Decide la Sala el recurso de apelación interpuesto por la parte actora contra la sentencia del 27 de noviembre de 2008, proferida por el Tribunal Administrativo del Valle del Cauca, mediante la cual se negaron las pretensiones de la demanda.
I. ANTECEDENTES
1. La demanda En demanda presentada el 08 de noviembre de 2001, contra la Fiscalía General de la Nación, Mauricio Mejía López actuando en nombre propio y en representación de sus menores hijas, Daniela Mejía Alzate y Valentina Mejía Alzate; Claudia María Alzate Martínez, esposa del demandante, y Elisa López, madre del señor Mejía, solicitaron que se declarara la responsabilidad de los demandados por los perjuicios ocasionados con la privación injusta de la libertad de Mauricio Mejía López y que, en consecuencia, fueran condenados al pago de los perjuicios materiales y morales causados, los cuales estiman de la siguiente forma: a título de perjuicios morales, solicitan que a cada uno se le otorgue la máxima indemnización consagrada en la
ley; a título de lucro cesante, requieren el pago de los dineros dejados de percibir como administrador de empresas desde el 28 de febrero de 1998, hasta el 10 de noviembre de 1999, monto que estiman en 100’000.000, más la indexación e intereses a los que haya lugar y por concepto de daño emergente requieren los honorarios de 12000.000 pagados al abogado que lo defendió en el proceso penal adelantado en su contra por la presunta comisión del delito de cohecho propio, así como lo correspondiente a la merma en el patrimonio económico sufrida con la venta de un apartamento y un parqueadero de su propiedad, recursos que usó para sostenerse durante los 20 meses de su reclusión suma que, descontando el monto del abogado antes referido, asciende a un valor de $62.500.000, más indexación e intereses.
2. Los hechos en que se fundan las pretensiones El señor Mejía López se desempeñaba como concejal de la ciudad de Cali, en el periodo de 1993 a 1995 y fue designado como miembro de la Comisión del Plan de Tierras durante ese periodo.
El Alcalde de la ciudad presentó un proyecto de acuerdo, mediante el cual se buscaba desafectar como bien de uso público una zona verde de una extensión de 23.059 metros cuadrados ocupada por la Corporación Club Social Tequendama y el señor Mejía, en su calidad de Concejal, participó en los debates correspondientes que dieron lugar a la aprobación del proyecto de acuerdo.

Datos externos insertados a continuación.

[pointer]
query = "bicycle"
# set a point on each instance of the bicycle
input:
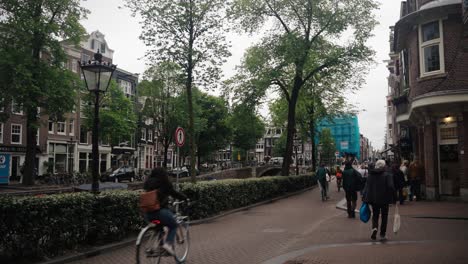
(151, 238)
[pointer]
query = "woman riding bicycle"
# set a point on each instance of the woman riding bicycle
(158, 180)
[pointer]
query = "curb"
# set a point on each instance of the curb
(341, 205)
(121, 244)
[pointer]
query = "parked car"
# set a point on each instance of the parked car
(123, 173)
(183, 172)
(277, 160)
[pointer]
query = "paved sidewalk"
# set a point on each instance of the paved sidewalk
(303, 230)
(431, 232)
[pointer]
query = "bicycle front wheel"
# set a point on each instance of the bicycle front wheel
(182, 243)
(148, 246)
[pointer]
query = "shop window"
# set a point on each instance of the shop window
(16, 134)
(71, 128)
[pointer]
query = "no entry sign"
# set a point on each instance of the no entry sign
(180, 137)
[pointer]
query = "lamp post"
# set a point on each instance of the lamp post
(97, 76)
(297, 141)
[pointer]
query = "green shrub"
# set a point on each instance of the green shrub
(35, 227)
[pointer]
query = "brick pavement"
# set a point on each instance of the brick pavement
(312, 231)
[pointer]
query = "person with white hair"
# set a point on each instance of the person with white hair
(379, 192)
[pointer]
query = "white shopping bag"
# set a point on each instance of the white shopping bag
(396, 220)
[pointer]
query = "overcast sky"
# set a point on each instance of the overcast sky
(122, 31)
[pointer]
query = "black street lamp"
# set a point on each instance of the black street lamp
(297, 142)
(97, 75)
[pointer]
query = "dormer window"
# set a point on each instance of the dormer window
(431, 48)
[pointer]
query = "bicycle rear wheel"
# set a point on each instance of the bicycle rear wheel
(148, 248)
(182, 243)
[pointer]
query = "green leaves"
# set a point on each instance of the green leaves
(116, 115)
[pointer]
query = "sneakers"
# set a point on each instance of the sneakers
(169, 248)
(383, 237)
(374, 234)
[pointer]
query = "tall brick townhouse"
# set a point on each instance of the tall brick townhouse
(429, 91)
(65, 145)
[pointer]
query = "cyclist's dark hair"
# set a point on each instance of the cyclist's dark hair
(161, 173)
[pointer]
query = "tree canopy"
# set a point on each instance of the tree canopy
(191, 34)
(309, 43)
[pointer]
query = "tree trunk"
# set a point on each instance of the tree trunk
(31, 111)
(291, 129)
(191, 130)
(312, 133)
(30, 161)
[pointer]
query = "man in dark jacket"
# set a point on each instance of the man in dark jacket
(379, 193)
(321, 176)
(351, 184)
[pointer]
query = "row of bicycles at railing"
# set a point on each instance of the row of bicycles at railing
(75, 178)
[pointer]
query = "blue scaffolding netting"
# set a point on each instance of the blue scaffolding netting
(345, 131)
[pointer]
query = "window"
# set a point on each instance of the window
(61, 128)
(16, 108)
(431, 48)
(74, 66)
(15, 134)
(150, 135)
(71, 127)
(83, 135)
(143, 134)
(51, 127)
(85, 57)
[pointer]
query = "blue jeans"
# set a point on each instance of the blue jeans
(167, 219)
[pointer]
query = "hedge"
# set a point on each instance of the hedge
(46, 226)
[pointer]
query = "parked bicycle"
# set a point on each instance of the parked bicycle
(151, 238)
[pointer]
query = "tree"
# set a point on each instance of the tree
(328, 147)
(306, 43)
(312, 108)
(214, 132)
(189, 33)
(247, 127)
(31, 57)
(117, 116)
(160, 88)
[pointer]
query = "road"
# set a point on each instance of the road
(302, 229)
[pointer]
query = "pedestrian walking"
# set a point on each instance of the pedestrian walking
(379, 192)
(339, 177)
(321, 176)
(352, 180)
(404, 169)
(399, 181)
(415, 174)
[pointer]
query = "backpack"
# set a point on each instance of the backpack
(149, 201)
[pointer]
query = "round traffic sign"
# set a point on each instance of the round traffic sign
(180, 137)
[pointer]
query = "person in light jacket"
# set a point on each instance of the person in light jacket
(379, 192)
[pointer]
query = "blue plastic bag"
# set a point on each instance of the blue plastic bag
(364, 212)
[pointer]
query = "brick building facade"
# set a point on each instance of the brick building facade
(429, 89)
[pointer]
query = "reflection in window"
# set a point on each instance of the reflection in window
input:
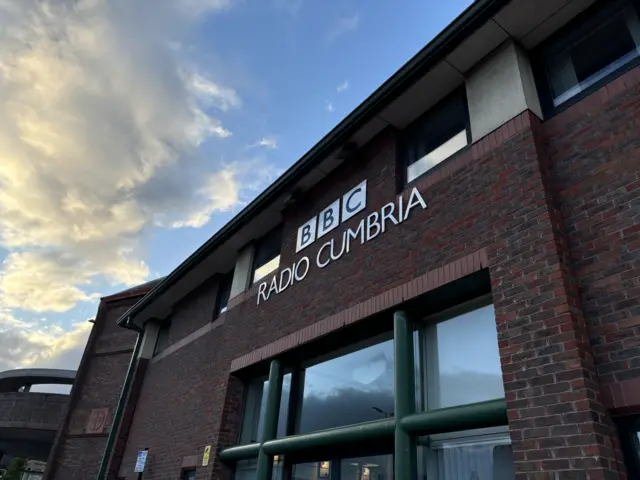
(437, 155)
(247, 469)
(379, 467)
(353, 388)
(604, 44)
(462, 360)
(255, 409)
(436, 135)
(477, 457)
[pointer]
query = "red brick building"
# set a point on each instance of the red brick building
(446, 286)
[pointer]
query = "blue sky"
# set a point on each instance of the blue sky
(129, 134)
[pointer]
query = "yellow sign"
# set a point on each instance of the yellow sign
(205, 456)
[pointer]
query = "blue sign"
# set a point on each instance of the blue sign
(141, 460)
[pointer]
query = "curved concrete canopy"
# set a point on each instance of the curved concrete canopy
(12, 380)
(29, 422)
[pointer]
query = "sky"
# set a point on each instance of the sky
(130, 132)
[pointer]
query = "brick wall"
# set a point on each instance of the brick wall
(543, 200)
(595, 148)
(76, 452)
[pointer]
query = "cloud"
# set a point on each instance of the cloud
(342, 26)
(43, 281)
(228, 189)
(199, 7)
(269, 142)
(37, 346)
(211, 93)
(101, 121)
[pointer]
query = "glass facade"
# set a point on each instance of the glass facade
(456, 362)
(267, 254)
(352, 388)
(462, 362)
(379, 467)
(255, 407)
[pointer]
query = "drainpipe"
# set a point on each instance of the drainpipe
(113, 432)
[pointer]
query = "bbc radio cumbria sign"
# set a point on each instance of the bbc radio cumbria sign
(344, 208)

El 24 de julio de 1995, algunos socios de la Corporación Club Social Tequendama, formularon denuncia penal contra algunos miembros de la junta del Club por la
pérdida de unos dineros que, supuestamente habían sido destinados a los Concejales de Cali, buscando que aprobaran el proyecto de desafectación del terreno que usaba en comodato el Club. En razón a la denuncia, la Fiscalía 97 delegada ante los Jueces Penales del Circuito de Cali inició investigación contra los miembros de la Comisión del Plan de Tierras del Concejo Municipal de Cali. Refiere el apoderado del demandante que, pese a que no había pruebas suficientes en contra del señor Mejía López, la Fiscalía expidió la resolución de acusación no. 001 del 15 de enero de 1998 en contra del señor Mauricio Mejía como autor del delito de cohecho propio y, adicionalmente, se impuso medida de aseguramiento consistente en la detención preventiva del señor Mejía y la suspensión en el ejercicio de su cargo. La privación del señor Mejía tuvo lugar desde el 28 de febrero de 1998, hasta el 10 de diciembre de 1999, fecha en la cual el Juez 10 Penal del Circuito de Cali, absolvió al demandante y ordenó su libertad inmediata. Contra la decisión de la Fiscalía, cuestiona la parte demandante que nunca hubo prueba concreta en contra del actor y, aun así, el Ente Acusador continuó adelante con la investigación y optó por imponer la medida de aseguramiento asegurando que las actividades de los indagados estaban inequívocamente dirigidas a aprobar y dar impulso al proyecto presentado por el ejecutivo, con la intención de que el área desafectada quedara en poder de los particulares que pagaron para promover el proyecto de acuerdo. Sin embargo, en el transcurso del proceso la Fiscalía no
presentó prueba alguna sobre el destino del dinero supuestamente ofrecido a los funcionarios públicos, especialmente en lo referente al señor Mejía. Así mismo, manifiesta que la decisión de aprobar o desaprobar un proyecto de acuerdo, se circunscribía dentro de sus funciones como Concejal y, en consecuencia, no había lugar a que el Ente Acusador lo investigara y privara de su libertad por el ejercicio de sus funciones, sin prueba alguna de la supuesta recepción de dineros provenientes de particulares.
3. El trámite procesal Admitida la demanda y noticiada la entidad demandada de la existencia del proceso, esta presentó la contestación pertinente.
Al respecto, la Fiscalía refirió que a raíz de la denuncia presentada por algunos socios del Club Social Tequendama, pudo reunir una serie de pruebas e indicios que, en su momento, comprometieron la responsabilidad del señor Mauricio Mejía y que justificaron la adopción de la medida de detención. Así mismo, adujo que si bien el demandante fue absuelto, esa decisión por sí sola no da lugar a la materialización de una falla del servicio, puesto que para el momento de resolver la situación jurídica del señor Mejía, para el ente acusador era creíble o probable la responsabilidad penal del sindicado y la medida de aseguramiento se encontraba justificada. En consecuencia, solicita al Tribunal negar las pretensiones de la parte demandante.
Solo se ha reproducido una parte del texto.